Forward chaining is performed from the atomic activations, iterating until closure. The resulting enriched activation matrix $A'$ includes both detected and inferred concept-level evidence.

4. Latent Steering Mechanism

AR introduces a mechanism for steering latent activations to control downstream generation. For any concept $c$,

$$h' = h + \alpha \cdot (\mathrm{SAE}_D[r_{c}] \times w) \cdot \left( \frac{\|h\|_2}{\|\mathrm{SAE}_D[r_{c}]\|_2} \right)$$

where $h$ is the latent activation, $\mathrm{SAE}_D[r_c]$ are the SAE decoder weights for $r_c$, $w$ is the weighting vector (multi-feature), and $\alpha$ is a steering factor. This operation biases the model toward desired behaviors as dictated by compositional or safety rules.

5. Multi-task Evaluation and Generalization

ActivationReasoning has been evaluated across benchmarks requiring complex, multi-hop, or context-sensitive reasoning:

Table: AR Performance Gains (selected benchmarks)

Task	Baseline Accuracy	AR Accuracy	Backbone Models
PrOntoQA (multi-hop)	50% (chance)	93–95%	Llama3.1-8B, Gemma2-9B
Rail2Country (mono)	41–35%	74.7–93.7%	Various
Rail2Country (meta)	29–26%	62.7–86.0%	Various
ProverQA (hard tier)	<50%	~70%	Instruction-tuned LLMs

AR outperforms much larger and otherwise instruction-tuned models when reasoning complexity increases, scales robustly, and shows generalization to abstract cues (e.g., indirect color references).

6. Implications for Model Transparency and Control

By mapping from high-dimensional neural activations to explicit logical propositions, AR provides auditability and interpretability of internal model reasoning. It supports explanation tracing—failure cases can be linked to concrete concept activations—and enables direct intervention via steering, enhancing model controllability and alignment with safety policies.

Notably, AR's mechanism allows the derivation and imposition of user-preferred abstractions or ethical constraints in generation tasks that require alignment with regulatory, contextual, or compositional requirements.

7. Limitations and Prospective Directions

AR relies on the quality of dictionary construction and appropriateness of SAE feature extraction for meaningful concept alignment.
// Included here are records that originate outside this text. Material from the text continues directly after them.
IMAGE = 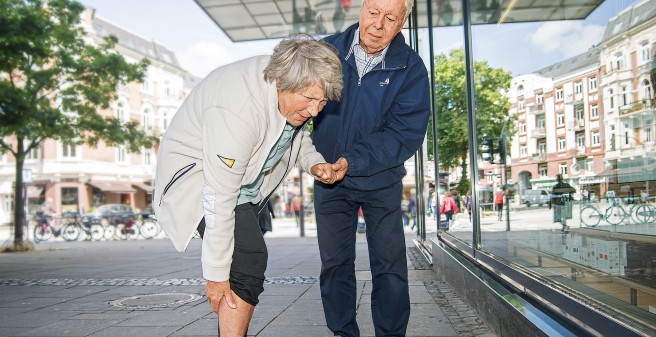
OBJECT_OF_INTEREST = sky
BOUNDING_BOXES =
[78,0,637,77]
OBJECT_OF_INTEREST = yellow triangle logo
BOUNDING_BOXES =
[217,154,235,168]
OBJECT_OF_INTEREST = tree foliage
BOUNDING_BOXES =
[0,0,156,247]
[428,49,515,186]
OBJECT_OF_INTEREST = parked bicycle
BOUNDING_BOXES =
[580,198,656,227]
[33,211,81,243]
[139,213,162,239]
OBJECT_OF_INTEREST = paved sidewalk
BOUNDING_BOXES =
[0,219,494,337]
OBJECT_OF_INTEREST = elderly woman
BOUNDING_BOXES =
[153,35,342,336]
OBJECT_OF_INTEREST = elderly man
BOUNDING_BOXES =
[153,36,342,337]
[313,0,430,337]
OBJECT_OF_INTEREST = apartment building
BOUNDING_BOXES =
[0,8,193,223]
[599,1,656,196]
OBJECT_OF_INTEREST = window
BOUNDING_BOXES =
[642,80,652,100]
[25,142,41,160]
[642,126,653,142]
[62,143,77,158]
[116,146,128,163]
[590,131,599,145]
[615,53,624,70]
[576,132,585,147]
[162,110,169,131]
[141,80,150,93]
[142,149,153,166]
[588,76,597,91]
[142,108,153,132]
[640,41,651,63]
[116,102,127,121]
[556,88,563,101]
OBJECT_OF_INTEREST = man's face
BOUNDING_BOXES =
[278,84,328,126]
[360,0,406,55]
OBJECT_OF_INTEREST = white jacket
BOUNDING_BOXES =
[153,56,325,282]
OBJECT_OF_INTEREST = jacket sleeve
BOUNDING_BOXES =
[342,62,430,176]
[201,108,258,282]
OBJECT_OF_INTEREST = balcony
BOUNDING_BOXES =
[528,104,544,115]
[531,128,547,138]
[620,99,652,116]
[574,146,588,158]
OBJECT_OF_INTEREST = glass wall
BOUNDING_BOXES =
[418,0,656,334]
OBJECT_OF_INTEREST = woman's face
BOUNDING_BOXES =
[278,84,328,126]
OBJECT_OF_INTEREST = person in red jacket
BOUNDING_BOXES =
[440,191,458,228]
[494,191,503,221]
Current logical rules are user-defined; automated induction or probabilistic reasoning integration is identified as a promising future direction. The framework could be extended by leveraging alternative representation learning, integrating external knowledge sources, and scaling latent reasoning to open-ended real-world contexts.

A plausible implication is that ActivationReasoning, by structurally embedding logic in latent spaces, may serve as a model for the integration of symbolic reasoning and continuous neural systems, contributing to reliable, auditable reasoning in future LLM architectures.